At Home He's a Tourist

He fills his head with culture/ He gives himself an ulcer.

Thursday, July 07, 2005

Since I'm hanging with the Calvinists I've taken an interest in some of their theological distinctives. Which is not to say that I agree with them. A Calvinist writes in defense of their minimalist worship service:

High church worship begins with alleged mystery and continues along a path of allusion wherein the true God is not directly encountered. Informed worship, on the other hand, begins with a direct encounter between God and His people through His own Word, and brings God and His people closer throughout worship by the very same means. It begins & ends with covenant clarity: I am your God, you are my people. Amen.

High church worship, by depending upon symbol, mystery and allusion, hides God and His Word behind incense, altars, confessionals, pantheons of saints, robes, colors, candles, and magic formulas. It is pure show business, keeping the true God apart from the people. High church worshippers are taught in one thousand gross and subtle ways that the God who created the world cannot be approached directly.

I'll need to mull over it a bit but my initial reaction is that I'll never be a good Calvinist. Schlissel assumes that the sensuous hides God; I assume it reveals Him.

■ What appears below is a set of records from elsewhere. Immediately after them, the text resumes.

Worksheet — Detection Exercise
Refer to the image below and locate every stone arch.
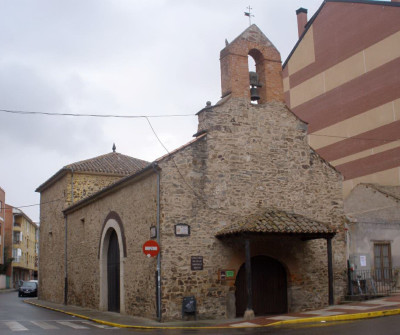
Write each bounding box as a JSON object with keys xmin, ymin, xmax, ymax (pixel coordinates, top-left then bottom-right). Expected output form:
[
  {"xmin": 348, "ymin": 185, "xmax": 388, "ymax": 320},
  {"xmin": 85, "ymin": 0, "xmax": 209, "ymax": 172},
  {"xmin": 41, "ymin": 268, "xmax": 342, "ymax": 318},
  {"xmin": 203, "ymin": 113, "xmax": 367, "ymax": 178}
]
[
  {"xmin": 99, "ymin": 212, "xmax": 127, "ymax": 313},
  {"xmin": 235, "ymin": 255, "xmax": 288, "ymax": 316},
  {"xmin": 220, "ymin": 24, "xmax": 284, "ymax": 103}
]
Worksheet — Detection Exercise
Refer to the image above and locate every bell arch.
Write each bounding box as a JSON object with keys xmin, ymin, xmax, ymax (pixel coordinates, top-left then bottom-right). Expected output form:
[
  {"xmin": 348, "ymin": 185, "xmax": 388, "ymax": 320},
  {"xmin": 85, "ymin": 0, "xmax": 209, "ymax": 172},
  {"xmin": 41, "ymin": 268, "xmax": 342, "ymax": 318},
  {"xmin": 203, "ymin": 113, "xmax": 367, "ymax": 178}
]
[
  {"xmin": 220, "ymin": 24, "xmax": 284, "ymax": 103},
  {"xmin": 99, "ymin": 212, "xmax": 126, "ymax": 313}
]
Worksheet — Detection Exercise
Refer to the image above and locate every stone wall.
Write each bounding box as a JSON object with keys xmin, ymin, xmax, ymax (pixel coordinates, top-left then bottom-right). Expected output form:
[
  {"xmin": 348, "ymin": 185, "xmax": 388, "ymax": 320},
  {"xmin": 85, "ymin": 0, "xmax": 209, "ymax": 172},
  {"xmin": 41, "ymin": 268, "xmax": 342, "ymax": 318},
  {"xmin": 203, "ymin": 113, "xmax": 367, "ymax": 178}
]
[
  {"xmin": 156, "ymin": 99, "xmax": 346, "ymax": 319},
  {"xmin": 39, "ymin": 175, "xmax": 71, "ymax": 303},
  {"xmin": 39, "ymin": 172, "xmax": 125, "ymax": 303},
  {"xmin": 63, "ymin": 173, "xmax": 157, "ymax": 318},
  {"xmin": 67, "ymin": 172, "xmax": 122, "ymax": 202}
]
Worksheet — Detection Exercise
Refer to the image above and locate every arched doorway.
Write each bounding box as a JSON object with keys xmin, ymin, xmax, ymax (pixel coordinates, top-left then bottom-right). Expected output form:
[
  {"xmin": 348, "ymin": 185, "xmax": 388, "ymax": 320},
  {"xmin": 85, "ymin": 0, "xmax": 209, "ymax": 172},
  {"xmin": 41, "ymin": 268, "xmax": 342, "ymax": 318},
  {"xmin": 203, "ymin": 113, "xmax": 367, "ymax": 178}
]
[
  {"xmin": 99, "ymin": 212, "xmax": 127, "ymax": 313},
  {"xmin": 235, "ymin": 256, "xmax": 287, "ymax": 317},
  {"xmin": 107, "ymin": 230, "xmax": 120, "ymax": 312}
]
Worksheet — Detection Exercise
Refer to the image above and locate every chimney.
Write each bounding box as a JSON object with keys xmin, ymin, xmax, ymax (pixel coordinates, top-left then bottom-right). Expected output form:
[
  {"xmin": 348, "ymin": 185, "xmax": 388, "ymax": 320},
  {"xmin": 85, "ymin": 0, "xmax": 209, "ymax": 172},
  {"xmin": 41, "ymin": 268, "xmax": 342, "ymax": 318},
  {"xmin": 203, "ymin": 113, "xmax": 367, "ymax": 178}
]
[{"xmin": 296, "ymin": 7, "xmax": 308, "ymax": 38}]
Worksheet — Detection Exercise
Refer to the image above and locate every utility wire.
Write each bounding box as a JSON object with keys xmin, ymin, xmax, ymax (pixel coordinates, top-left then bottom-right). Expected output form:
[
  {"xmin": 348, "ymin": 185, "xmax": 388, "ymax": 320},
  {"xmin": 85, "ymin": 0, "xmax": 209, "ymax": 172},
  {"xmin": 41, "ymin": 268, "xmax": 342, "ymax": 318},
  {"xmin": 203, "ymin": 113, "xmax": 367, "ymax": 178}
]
[
  {"xmin": 0, "ymin": 109, "xmax": 399, "ymax": 143},
  {"xmin": 308, "ymin": 134, "xmax": 400, "ymax": 144},
  {"xmin": 0, "ymin": 198, "xmax": 63, "ymax": 210},
  {"xmin": 0, "ymin": 109, "xmax": 196, "ymax": 119}
]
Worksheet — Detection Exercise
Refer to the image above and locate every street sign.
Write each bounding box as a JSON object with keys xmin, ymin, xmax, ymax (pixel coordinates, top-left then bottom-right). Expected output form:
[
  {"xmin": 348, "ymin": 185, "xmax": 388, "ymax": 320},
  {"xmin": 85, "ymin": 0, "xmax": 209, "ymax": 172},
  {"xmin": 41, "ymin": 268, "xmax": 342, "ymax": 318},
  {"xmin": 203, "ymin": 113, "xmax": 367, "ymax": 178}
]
[{"xmin": 143, "ymin": 240, "xmax": 160, "ymax": 257}]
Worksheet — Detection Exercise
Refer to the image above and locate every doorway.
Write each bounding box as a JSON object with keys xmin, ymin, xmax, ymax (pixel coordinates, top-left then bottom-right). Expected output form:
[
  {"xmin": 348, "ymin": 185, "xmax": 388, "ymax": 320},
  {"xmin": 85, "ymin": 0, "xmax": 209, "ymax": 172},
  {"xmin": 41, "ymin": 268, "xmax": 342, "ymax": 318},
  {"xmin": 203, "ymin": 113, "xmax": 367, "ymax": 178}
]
[
  {"xmin": 107, "ymin": 230, "xmax": 120, "ymax": 313},
  {"xmin": 235, "ymin": 256, "xmax": 287, "ymax": 317}
]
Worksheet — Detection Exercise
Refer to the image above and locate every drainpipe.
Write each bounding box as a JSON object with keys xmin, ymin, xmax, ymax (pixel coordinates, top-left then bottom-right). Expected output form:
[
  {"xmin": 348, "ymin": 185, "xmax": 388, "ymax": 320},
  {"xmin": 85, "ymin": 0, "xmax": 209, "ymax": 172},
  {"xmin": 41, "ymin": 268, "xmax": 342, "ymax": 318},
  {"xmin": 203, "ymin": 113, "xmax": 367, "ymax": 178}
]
[
  {"xmin": 243, "ymin": 237, "xmax": 254, "ymax": 320},
  {"xmin": 64, "ymin": 214, "xmax": 68, "ymax": 305},
  {"xmin": 64, "ymin": 168, "xmax": 74, "ymax": 305},
  {"xmin": 326, "ymin": 236, "xmax": 334, "ymax": 306},
  {"xmin": 153, "ymin": 163, "xmax": 161, "ymax": 322}
]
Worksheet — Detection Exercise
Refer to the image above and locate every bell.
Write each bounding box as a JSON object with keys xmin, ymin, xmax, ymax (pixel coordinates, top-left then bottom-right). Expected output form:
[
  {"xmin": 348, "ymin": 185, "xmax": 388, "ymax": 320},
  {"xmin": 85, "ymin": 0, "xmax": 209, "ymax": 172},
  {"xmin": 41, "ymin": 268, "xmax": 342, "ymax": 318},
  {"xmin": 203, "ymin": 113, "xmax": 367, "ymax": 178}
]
[{"xmin": 250, "ymin": 87, "xmax": 260, "ymax": 101}]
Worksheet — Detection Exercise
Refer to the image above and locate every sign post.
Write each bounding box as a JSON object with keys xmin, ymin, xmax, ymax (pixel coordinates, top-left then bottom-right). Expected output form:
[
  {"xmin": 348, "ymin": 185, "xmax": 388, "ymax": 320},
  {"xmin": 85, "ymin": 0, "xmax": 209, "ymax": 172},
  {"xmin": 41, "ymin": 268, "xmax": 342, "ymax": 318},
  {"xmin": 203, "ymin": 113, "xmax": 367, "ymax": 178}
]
[{"xmin": 143, "ymin": 240, "xmax": 160, "ymax": 257}]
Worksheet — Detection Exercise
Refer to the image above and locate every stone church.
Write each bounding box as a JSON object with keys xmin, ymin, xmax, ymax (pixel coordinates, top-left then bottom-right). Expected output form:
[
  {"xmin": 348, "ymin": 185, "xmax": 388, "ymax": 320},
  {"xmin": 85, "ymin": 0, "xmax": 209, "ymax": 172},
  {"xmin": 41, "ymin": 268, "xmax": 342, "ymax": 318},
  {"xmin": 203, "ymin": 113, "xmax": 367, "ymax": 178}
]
[{"xmin": 37, "ymin": 25, "xmax": 346, "ymax": 321}]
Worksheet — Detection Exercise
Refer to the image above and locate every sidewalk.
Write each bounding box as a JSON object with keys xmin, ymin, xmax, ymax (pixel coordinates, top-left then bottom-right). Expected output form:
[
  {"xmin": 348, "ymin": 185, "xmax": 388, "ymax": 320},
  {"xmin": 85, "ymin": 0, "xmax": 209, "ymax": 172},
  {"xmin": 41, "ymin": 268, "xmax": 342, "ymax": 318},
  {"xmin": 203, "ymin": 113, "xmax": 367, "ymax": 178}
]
[{"xmin": 25, "ymin": 294, "xmax": 400, "ymax": 329}]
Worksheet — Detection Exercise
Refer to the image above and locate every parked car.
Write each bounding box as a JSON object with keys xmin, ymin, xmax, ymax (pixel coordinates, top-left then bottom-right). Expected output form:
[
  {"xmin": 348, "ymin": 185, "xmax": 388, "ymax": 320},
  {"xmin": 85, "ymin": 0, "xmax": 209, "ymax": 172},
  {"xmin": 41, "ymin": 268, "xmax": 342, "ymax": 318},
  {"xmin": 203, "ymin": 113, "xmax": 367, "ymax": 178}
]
[{"xmin": 18, "ymin": 281, "xmax": 38, "ymax": 297}]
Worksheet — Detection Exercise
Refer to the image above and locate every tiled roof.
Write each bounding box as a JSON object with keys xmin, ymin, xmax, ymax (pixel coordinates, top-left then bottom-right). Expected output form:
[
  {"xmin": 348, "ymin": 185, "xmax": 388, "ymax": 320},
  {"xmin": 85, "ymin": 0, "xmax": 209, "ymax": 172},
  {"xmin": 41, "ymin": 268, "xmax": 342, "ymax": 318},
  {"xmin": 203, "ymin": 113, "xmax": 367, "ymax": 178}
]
[
  {"xmin": 36, "ymin": 152, "xmax": 150, "ymax": 192},
  {"xmin": 63, "ymin": 152, "xmax": 150, "ymax": 176},
  {"xmin": 216, "ymin": 208, "xmax": 336, "ymax": 237},
  {"xmin": 362, "ymin": 184, "xmax": 400, "ymax": 200}
]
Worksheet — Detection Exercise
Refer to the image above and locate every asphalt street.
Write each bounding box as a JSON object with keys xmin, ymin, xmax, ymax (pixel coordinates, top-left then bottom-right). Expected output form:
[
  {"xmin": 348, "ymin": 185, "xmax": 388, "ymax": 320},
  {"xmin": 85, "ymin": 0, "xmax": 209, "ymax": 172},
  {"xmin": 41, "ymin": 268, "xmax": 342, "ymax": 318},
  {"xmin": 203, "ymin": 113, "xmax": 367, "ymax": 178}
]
[{"xmin": 0, "ymin": 291, "xmax": 400, "ymax": 335}]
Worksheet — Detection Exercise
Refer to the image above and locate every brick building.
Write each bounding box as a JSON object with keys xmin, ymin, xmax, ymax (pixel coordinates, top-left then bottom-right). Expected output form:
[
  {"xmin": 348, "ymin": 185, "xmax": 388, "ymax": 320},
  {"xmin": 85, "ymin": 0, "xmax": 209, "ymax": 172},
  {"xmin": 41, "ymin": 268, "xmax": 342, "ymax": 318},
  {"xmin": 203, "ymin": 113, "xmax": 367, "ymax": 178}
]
[
  {"xmin": 283, "ymin": 0, "xmax": 400, "ymax": 196},
  {"xmin": 38, "ymin": 25, "xmax": 346, "ymax": 321},
  {"xmin": 283, "ymin": 0, "xmax": 400, "ymax": 286},
  {"xmin": 0, "ymin": 187, "xmax": 6, "ymax": 264},
  {"xmin": 5, "ymin": 204, "xmax": 39, "ymax": 288}
]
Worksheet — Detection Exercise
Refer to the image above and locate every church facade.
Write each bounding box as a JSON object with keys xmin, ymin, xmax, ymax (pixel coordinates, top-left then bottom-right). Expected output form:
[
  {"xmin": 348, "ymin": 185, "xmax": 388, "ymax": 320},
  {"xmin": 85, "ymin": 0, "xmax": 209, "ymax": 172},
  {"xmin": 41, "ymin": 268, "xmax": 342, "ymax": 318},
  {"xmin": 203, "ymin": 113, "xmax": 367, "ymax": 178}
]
[{"xmin": 37, "ymin": 25, "xmax": 346, "ymax": 321}]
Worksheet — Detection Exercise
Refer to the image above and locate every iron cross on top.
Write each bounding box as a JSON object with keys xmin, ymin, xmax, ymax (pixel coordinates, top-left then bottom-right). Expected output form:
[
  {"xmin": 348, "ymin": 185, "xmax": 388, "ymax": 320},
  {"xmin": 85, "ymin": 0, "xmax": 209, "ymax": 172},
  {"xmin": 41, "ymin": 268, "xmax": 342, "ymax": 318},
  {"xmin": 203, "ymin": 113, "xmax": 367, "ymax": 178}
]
[{"xmin": 244, "ymin": 5, "xmax": 254, "ymax": 26}]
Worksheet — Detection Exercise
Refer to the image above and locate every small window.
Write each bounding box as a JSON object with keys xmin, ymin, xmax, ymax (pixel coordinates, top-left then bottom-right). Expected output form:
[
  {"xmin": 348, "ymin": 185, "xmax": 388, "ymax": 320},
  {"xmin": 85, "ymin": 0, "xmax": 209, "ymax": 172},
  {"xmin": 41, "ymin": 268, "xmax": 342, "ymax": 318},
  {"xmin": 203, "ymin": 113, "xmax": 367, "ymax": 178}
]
[{"xmin": 374, "ymin": 242, "xmax": 392, "ymax": 280}]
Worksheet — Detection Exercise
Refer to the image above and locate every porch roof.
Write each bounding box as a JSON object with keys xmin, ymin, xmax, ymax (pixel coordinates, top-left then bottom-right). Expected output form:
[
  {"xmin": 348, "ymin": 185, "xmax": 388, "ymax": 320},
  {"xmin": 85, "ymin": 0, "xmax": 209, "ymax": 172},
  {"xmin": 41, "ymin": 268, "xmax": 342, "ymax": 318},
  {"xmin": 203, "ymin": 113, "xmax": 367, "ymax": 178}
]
[{"xmin": 215, "ymin": 208, "xmax": 337, "ymax": 238}]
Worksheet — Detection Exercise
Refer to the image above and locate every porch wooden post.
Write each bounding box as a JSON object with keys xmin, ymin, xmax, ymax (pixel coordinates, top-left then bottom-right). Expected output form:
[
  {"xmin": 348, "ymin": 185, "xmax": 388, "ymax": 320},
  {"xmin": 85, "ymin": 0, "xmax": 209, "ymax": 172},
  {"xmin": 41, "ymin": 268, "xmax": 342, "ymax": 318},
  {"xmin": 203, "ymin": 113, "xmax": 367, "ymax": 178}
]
[
  {"xmin": 244, "ymin": 238, "xmax": 254, "ymax": 320},
  {"xmin": 326, "ymin": 236, "xmax": 334, "ymax": 306}
]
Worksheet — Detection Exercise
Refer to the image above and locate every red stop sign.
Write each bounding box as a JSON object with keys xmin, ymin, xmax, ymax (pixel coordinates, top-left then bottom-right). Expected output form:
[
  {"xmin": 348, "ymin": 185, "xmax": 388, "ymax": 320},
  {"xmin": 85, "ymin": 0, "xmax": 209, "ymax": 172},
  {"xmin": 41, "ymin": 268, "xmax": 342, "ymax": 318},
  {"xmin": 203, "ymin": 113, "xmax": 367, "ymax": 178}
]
[{"xmin": 143, "ymin": 240, "xmax": 160, "ymax": 257}]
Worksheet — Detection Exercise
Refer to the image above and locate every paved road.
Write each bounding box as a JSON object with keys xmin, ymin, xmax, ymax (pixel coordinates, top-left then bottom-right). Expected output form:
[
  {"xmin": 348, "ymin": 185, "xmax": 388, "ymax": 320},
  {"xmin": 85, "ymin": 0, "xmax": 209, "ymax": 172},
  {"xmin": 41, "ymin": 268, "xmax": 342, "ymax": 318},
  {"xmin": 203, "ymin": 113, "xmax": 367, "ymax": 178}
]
[{"xmin": 0, "ymin": 292, "xmax": 400, "ymax": 335}]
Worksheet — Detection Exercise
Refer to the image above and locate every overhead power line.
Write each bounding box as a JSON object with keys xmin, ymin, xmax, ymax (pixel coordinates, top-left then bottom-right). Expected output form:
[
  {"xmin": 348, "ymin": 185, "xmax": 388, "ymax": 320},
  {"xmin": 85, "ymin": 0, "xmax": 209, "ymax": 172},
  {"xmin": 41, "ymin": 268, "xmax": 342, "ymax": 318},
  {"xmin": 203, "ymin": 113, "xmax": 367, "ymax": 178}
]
[
  {"xmin": 0, "ymin": 109, "xmax": 399, "ymax": 144},
  {"xmin": 0, "ymin": 109, "xmax": 196, "ymax": 119}
]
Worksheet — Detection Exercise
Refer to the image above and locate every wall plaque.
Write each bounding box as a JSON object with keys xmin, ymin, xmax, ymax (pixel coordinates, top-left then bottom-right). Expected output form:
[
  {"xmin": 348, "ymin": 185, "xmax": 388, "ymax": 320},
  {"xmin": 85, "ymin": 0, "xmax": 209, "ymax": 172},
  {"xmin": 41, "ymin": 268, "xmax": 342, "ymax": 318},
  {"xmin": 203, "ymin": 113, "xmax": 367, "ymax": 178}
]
[
  {"xmin": 219, "ymin": 270, "xmax": 235, "ymax": 280},
  {"xmin": 175, "ymin": 223, "xmax": 190, "ymax": 236},
  {"xmin": 190, "ymin": 256, "xmax": 203, "ymax": 271},
  {"xmin": 150, "ymin": 226, "xmax": 157, "ymax": 238}
]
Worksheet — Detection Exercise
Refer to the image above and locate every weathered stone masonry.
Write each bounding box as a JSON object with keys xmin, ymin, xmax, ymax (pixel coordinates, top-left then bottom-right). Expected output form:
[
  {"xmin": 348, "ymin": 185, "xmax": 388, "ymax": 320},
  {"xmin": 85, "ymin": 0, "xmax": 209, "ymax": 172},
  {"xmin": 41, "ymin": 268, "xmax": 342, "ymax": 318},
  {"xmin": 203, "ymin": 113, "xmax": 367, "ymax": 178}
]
[{"xmin": 37, "ymin": 26, "xmax": 346, "ymax": 320}]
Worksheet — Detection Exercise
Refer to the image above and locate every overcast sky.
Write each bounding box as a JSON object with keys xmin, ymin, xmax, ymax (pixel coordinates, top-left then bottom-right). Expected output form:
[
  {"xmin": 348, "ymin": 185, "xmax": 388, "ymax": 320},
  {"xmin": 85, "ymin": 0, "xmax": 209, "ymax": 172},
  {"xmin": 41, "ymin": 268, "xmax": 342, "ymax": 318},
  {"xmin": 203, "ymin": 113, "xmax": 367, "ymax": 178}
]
[{"xmin": 0, "ymin": 0, "xmax": 328, "ymax": 221}]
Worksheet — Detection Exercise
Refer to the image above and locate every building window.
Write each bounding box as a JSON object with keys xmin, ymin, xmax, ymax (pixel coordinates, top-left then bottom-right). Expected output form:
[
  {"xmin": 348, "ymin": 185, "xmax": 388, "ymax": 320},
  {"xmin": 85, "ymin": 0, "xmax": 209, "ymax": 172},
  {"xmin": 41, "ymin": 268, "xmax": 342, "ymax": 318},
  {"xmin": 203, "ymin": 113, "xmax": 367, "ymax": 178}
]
[{"xmin": 374, "ymin": 242, "xmax": 392, "ymax": 280}]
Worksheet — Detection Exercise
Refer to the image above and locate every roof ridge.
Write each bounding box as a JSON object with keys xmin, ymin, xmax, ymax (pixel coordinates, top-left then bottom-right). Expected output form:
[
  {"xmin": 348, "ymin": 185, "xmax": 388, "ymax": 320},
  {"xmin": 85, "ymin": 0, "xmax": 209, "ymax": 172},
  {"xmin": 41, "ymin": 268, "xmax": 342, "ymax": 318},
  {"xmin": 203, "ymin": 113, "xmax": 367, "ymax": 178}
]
[{"xmin": 360, "ymin": 183, "xmax": 400, "ymax": 200}]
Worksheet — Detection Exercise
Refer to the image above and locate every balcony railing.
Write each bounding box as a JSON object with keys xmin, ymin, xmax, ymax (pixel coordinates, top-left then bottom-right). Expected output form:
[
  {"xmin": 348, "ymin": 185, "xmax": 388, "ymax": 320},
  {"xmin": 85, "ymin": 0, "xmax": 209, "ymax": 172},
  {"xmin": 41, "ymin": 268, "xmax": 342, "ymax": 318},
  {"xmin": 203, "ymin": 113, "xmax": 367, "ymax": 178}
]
[{"xmin": 348, "ymin": 268, "xmax": 400, "ymax": 296}]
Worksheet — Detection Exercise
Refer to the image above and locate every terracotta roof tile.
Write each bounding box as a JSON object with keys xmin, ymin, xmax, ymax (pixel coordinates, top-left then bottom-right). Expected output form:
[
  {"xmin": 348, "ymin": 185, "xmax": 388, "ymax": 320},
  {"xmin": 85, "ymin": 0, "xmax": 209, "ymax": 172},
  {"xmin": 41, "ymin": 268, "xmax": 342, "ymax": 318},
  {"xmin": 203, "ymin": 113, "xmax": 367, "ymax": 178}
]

My view, I think, is more consistent with the Incarnation, according to which those who have seen the Son have seen the Father, and with the Christian concept of the afterlife, which is not purely spiritual but involves "a new heaven and a new earth." (Augustine suggests that as we "see" the souls of other people via their bodily behavior, so in heaven we shall see God through His governance of the post-Resurrection universe.)